そして、大絶滅が起こったからといって、地球という惑星そのものが消えてなくなったわけでもない。

つまり、生物の活動は、地球そのものの存続には直接は影響しないんだよ。

地球環境を守らなければいけないというのは、あくまで人間自身が生存可能な環境を守らなければ生きていけないという事情に過ぎない。

でも、それでいいと僕は思う。

地球環境を乱す人間という存在は地球にとって害悪だと考えるのは、暴論だと思ってる。

もちろん好ましいことじゃないのは事実だろう。それによって貴重な種が永遠に失われてしまうというのは大変な悲劇であり、極力回避するべきだとも感じてる。

だけどそれと人間を<悪>だと断じることは直結しない。

それを悠里には理解してもらいたいと思うんだ」

あくまで穏やかに諭すようにセルゲイは言った。
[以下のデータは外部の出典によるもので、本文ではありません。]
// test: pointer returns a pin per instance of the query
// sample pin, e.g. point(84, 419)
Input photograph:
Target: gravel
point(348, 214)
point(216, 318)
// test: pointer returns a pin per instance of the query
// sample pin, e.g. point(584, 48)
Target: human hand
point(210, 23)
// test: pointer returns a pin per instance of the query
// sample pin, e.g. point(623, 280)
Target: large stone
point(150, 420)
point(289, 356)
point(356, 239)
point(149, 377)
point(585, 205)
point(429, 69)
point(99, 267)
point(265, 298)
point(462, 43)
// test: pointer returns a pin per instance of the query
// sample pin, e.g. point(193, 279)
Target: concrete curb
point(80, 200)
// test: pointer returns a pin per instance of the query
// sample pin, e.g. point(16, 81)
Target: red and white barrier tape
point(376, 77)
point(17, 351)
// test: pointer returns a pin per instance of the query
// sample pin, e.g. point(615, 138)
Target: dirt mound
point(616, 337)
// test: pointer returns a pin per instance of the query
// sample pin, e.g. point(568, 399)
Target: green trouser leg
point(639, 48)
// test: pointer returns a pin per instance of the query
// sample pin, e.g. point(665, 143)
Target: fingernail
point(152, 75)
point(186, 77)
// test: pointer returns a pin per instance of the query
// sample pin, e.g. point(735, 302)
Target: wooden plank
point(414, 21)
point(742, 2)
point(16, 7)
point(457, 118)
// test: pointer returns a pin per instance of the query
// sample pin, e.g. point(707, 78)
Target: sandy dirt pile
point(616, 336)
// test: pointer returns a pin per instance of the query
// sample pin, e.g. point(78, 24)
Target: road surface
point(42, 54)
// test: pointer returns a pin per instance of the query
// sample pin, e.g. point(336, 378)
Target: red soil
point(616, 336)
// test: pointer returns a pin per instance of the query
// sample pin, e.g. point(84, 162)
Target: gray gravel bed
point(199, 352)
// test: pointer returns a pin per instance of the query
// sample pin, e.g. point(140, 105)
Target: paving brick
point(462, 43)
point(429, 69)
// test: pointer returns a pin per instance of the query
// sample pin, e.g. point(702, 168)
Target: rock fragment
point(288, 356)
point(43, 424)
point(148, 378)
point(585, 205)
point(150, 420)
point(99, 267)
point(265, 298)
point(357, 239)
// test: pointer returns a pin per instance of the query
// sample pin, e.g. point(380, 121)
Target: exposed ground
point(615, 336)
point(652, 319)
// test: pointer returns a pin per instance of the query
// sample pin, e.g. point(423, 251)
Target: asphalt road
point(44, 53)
彼は決して、悠里の前で人間を敵視しない。

寿命の長い吸血鬼やダンピールにとって僅か十三歳と幼い彼にそういう先入観を植え付けるのは非常に危険なことだからだ。

ただでさえ野生のライオンのような強い攻撃性を持つダンピールに、

『人間は排除するべき害獣だ』

というような認識を植え付けることがどれほど危険なことか、冷静に物事を捉えられる者なら分かるはずだ。

だから、悠里の父親であるミハエルは当然として、セルゲイも意識してそれを避ける。

悠里や安和アンナが人間を敵視しないのは、そういう周囲の<大人>の努力があってこそのものでもあった。

そんなミハエルやセルゲイとは逆に、他人を敵視し攻撃性を向けるように促すような真似をしておきながら実際に子供が他人への攻撃性を見せたらそれを子供の所為にするなど、いささか甘えが過ぎないだろうか?

自分達が道理に合わない振る舞いをしておいて、そういう悪い見本を提示しておいて、

『子供には道理が理解できない』

など、マッチポンプが過ぎないだろうか?

ミハエルもセルゲイもその事実を理解しているからこそ注意を払う。それを面倒臭がったりもしない。

自分達こそが子供の価値観やメンタリティを育てているのだということを、その事実をしっかりと認識しているのだった。